Sandwich-structured imprinted polymers for colorimetric glycoprotein detection via functionalized CeO2 nanozyme catalysis

Abstract

Glycoproteins are crucial in cell signal transduction, adhesion, and the immune system. Abnormal expression of glycoproteins is closely related to severe diseases, including primary liver cancer, breast cancer, and so on. However, detecting glycoproteins with high sensitivity, specificity, and low cost remains challenging due to their low physiological concentration and the complexity of biological samples. In this work, by taking transferrin (TrF) as an example, sandwich-like imprinted polymers were developed by utilizing a functionalized CeO₂ nanozyme as a secondary recognition group and applied in the colorimetric detection of TrF. In this sandwich structure, magnetic molecularly imprinted polymers (MIPs) were synthesized by dopamine polymerization with Fe₃O₄@SiO₂ as a magnetic nucleus, TrF as a template molecule, boronic acid as a functional monomer and dopamine as a cross-linking agent. CeO₂@Au@B(OH)₂ is attached to MIPs as a secondary recognition group through boric acid affinity, constituting a nanozyme.

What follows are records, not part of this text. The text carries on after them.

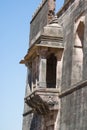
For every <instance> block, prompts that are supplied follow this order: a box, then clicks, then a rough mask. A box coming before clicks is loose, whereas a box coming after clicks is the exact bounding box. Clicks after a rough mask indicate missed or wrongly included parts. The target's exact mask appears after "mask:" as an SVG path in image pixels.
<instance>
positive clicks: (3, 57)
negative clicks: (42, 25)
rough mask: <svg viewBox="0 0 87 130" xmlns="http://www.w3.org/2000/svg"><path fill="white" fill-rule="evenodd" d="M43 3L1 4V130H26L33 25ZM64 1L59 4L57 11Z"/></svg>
mask: <svg viewBox="0 0 87 130" xmlns="http://www.w3.org/2000/svg"><path fill="white" fill-rule="evenodd" d="M40 2H41V0H31V1H30V0H26V1H25V0H1V1H0V130H22V113H23V105H24V101H23V100H24V94H25V85H26V67H25V66H24V65H20V64H19V61H20V60H21V59H22V58H23V57H24V55H25V54H26V52H27V49H28V43H29V28H30V27H29V23H30V20H31V17H32V14H33V13H34V11H35V9H36V8H37V7H38V5H39V3H40ZM62 4H63V0H57V9H58V8H60V7H61V5H62Z"/></svg>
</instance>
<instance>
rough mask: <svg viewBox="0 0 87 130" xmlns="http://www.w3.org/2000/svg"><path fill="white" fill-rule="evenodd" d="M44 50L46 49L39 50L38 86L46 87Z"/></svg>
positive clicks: (39, 86)
mask: <svg viewBox="0 0 87 130" xmlns="http://www.w3.org/2000/svg"><path fill="white" fill-rule="evenodd" d="M46 51H47V49H42V50H40V55H39V87H41V88H42V87H46V62H47V60H46Z"/></svg>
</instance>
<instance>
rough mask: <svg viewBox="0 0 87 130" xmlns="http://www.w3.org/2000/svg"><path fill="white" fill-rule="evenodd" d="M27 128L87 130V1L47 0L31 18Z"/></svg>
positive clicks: (26, 61)
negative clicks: (32, 16) (56, 3)
mask: <svg viewBox="0 0 87 130" xmlns="http://www.w3.org/2000/svg"><path fill="white" fill-rule="evenodd" d="M20 63H21V64H25V65H26V67H27V84H26V92H25V98H24V101H25V103H24V114H23V130H87V0H65V1H64V4H63V7H62V8H61V9H60V10H59V11H58V12H57V13H55V0H43V1H42V3H41V4H40V6H39V7H38V9H37V10H36V12H35V14H34V15H33V17H32V20H31V22H30V40H29V49H28V52H27V54H26V56H25V57H24V59H23V60H21V61H20Z"/></svg>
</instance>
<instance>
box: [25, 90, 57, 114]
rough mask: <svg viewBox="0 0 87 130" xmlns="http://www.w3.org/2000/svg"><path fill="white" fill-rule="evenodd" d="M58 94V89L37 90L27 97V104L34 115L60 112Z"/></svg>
mask: <svg viewBox="0 0 87 130" xmlns="http://www.w3.org/2000/svg"><path fill="white" fill-rule="evenodd" d="M58 94H59V92H58V89H56V88H55V89H53V88H45V89H36V90H34V91H33V92H32V93H31V94H30V95H28V96H27V97H25V103H26V104H27V105H28V106H29V107H31V108H32V110H31V112H32V113H38V114H41V115H46V114H48V113H49V112H51V111H52V110H58V105H59V104H58V102H59V101H58V100H59V99H58ZM31 112H30V113H31Z"/></svg>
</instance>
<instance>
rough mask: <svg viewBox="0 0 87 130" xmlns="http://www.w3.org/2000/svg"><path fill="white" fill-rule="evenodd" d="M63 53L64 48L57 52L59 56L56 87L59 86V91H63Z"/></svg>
mask: <svg viewBox="0 0 87 130" xmlns="http://www.w3.org/2000/svg"><path fill="white" fill-rule="evenodd" d="M62 54H63V50H61V51H59V52H58V54H56V57H57V68H56V88H59V91H61V77H62Z"/></svg>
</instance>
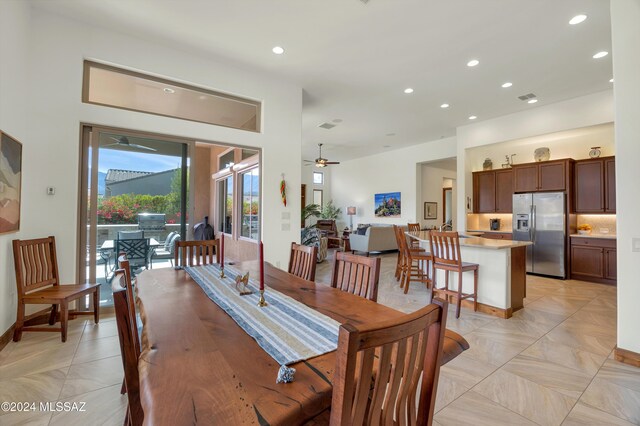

On this basis, the colorimetric detection method of TrF was proposed based on the nanozyme for the selective catalytic oxidation of TMB (3,3′,5,5′-tetramethylbenzidine), which led to a color change with an increase in the concentration of TrF. The established analysis method showed a linear detection range of 10–80 μg mL⁻¹, with a low detection limit of 0.0192 μg mL⁻¹ and a short assay time of 60 min. This method can offer a simple, rapid, and cost-effective approach to detecting disease-related glycoproteins, which may be serum screening agents in the early diagnosis of diseases in non-specialized laboratory infrastructure.